Le XXIème siècle n'a rien inventé. L'Angleterre du XVI avec l'opportunisme de Henry VIII est un superbe exemple d'une communauté sciemment scindée entre deux fanatismes. Cet ouvrage, outre une recherche effrénée et bien menée, du "méchant", nous ouvre une approche fabuleuse du paysage anglais de cette époque : enjeux politiques, violences religieuses et concussions, Institutions judiciaires souvent entachées de prévarications, monde politique dangereux...
Et puis, le "petit peuple" : bourgeois, médecins approximatifs, petits artisans et commerçants, soldats, domestiques, mendiants, fous, prostituées.... Tout un monde réel qui tente d'exister.
Le héros est un bossu, victime lui même du regard sans complaisance de son époque sur son handicap, donc plus ouvert sur la douleur de l'autre (il n'a pas choisi d'être aigri).
Les livres de C J Sansom, avec ce même personnage, sont chacun une approche passionnante d'un être souffrant de sa différence, lucide, volontaire malgré ses peurs et oh combien attachant !
Dans ce livre, on vit les dernières années de Henry VIII, obèse, podagre, aux jambes pleines d'abcès, qui, après avoir enterré 5 femmes, fonce sur la sixième, qui hésite : étonnant, non ?
Du grand art !

DE GOUGE - Nantes - 68 ans - 11 décembre 2013


Shardlake face à l'Apocalypse 10 étoiles

Comme à son habitude, C.J Sansom nous happe et nous transporte dans l'Angleterre du XVI ème siècle, et plus précisément dans sa capitale, Londres, où déambulent et survivent mendiants, marchands en tout genre, bourgeois ainsi que soldats et puissants ecclésiastiques.

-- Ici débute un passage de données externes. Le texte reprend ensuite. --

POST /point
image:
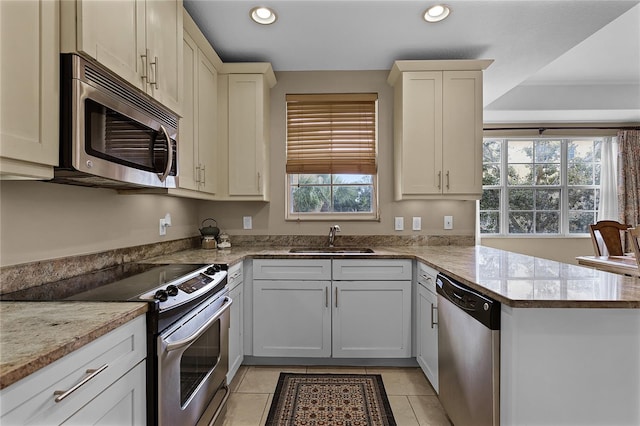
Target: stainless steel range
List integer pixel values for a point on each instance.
(187, 332)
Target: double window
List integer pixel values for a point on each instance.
(540, 186)
(331, 156)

L'ambiance est parfaite, entre brouillard, froid, humidité et soleil, même s'il est rare, annonciateur de jours meilleurs en ce début de printemps.

Les rivalités entre les communautés religieuses qui ne s'épargnent rien, les complots entre les dirigeants, le regard inquisiteur de l'Eglise, tout comme les décisions du terrible roi Henri VIII, connu pour son intransigeance et sa cruauté, ne laissent que peu de répit aux habitants de Londres. Ainsi qu'à nous-mêmes d'ailleurs, transportés que nous sommes dans cette obscure période où se mêlent deux histoires assez sordides.
Même si l'une d'entre-elle traite d'une série de meurtres perpétrée par un tueur quasi possédé, sujet maintes fois abordé, elle n'en reste pas moins extrêmement intéressante et formidablement bien menée.

Quant à Matthew Shardlake, le héros récurrent de l'auteur, avocat de son état et atteint d'une difformité physique dont certains le raillent outrageusement, il campe un personnage intelligent, minutieux, faisant preuve d'une grande empathie et surtout très attachant.

Quant au fait de lire les romans dans l'ordre, je pense qu'il est malgré tout préférable de le respecter, les personnages évoluant au gré des histoires et les références passées parsemant le récit.